The film touches upon critical historical episodes, such as the Stalin-Hitler pact in 1939, the Holocaust, the FBI’s decades-long surveillance of Ades and the HUAC witch-hunts. In regard to the latter, however, the entire emphasis in Janet Ades’ commentary is on the irredeemably reactionary character of American life. Despite her animosity toward the CP, she does not acknowledge that it bears any responsibility, through its own cynical opportunism and pro-Roosevelt politics, for the atmosphere and the attacks that were to come.
Beck-Friedman’s film is at times critical of Ades’ attitude towards the various epochal events, but generally exhibits a lack of historical insight. Notably, the Moscow Trials, the Korean War, Stalin’s death and the Khrushchev revelations in 1956 regarding Stalin’s crimes—all of which had a profound impact on the evolution of the American CP—are ignored by the filmmakers.

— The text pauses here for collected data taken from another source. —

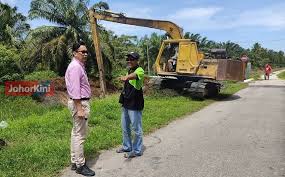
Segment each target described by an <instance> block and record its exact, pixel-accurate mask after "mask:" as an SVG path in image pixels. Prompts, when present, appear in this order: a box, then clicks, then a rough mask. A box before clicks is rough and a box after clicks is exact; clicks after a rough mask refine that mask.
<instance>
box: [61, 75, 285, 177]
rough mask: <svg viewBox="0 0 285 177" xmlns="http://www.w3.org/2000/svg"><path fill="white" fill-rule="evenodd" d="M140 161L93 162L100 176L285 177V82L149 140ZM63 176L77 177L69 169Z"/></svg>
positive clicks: (262, 87) (223, 102) (261, 81)
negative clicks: (284, 176) (74, 176)
mask: <svg viewBox="0 0 285 177" xmlns="http://www.w3.org/2000/svg"><path fill="white" fill-rule="evenodd" d="M144 141H145V143H144V144H145V147H146V149H145V152H144V155H143V156H142V157H139V158H134V159H131V160H126V159H124V158H123V156H122V154H116V153H115V152H114V150H112V151H105V152H102V154H101V155H100V156H99V157H98V159H96V160H94V161H93V162H91V163H90V165H92V169H94V170H95V171H96V176H98V177H133V176H134V177H275V176H276V177H277V176H285V81H280V80H277V79H276V77H275V76H273V77H272V80H266V81H258V82H253V83H250V86H249V87H248V88H247V89H244V90H242V91H240V92H238V93H237V94H236V95H234V96H233V97H232V98H231V99H229V100H226V101H221V102H216V103H214V104H212V105H210V106H208V107H206V108H205V109H203V110H201V111H199V112H197V113H194V114H192V115H190V116H186V117H185V118H184V119H182V120H178V121H174V122H173V123H171V124H169V125H168V126H167V127H165V128H162V129H160V130H158V131H156V132H155V133H153V134H151V135H149V136H147V137H145V139H144ZM63 176H64V177H67V176H76V175H75V173H74V172H71V171H70V170H68V169H66V170H65V171H64V175H63Z"/></svg>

Janet Ades admires her father, but is bitter about his unswerving loyalty to Stalin and the party, which had negative repercussions for his career and, therefore, the fortunes of his family. At one time a member of the CP’s youth organization, she did run afoul of the Stalinists (“I was afraid of them”) when her boyfriend asked questions about the Soviet invasion of Hungary in 1956 and the suppression of the working class opposition to Stalinism. Not much is made of this.
As a whole, the documentary suffers from a failure to grasp the objective character of Stalinism and the fate of the Russian Revolution. While interesting material is included, Red Father is excessively devoted to the musings of a disappointed daughter.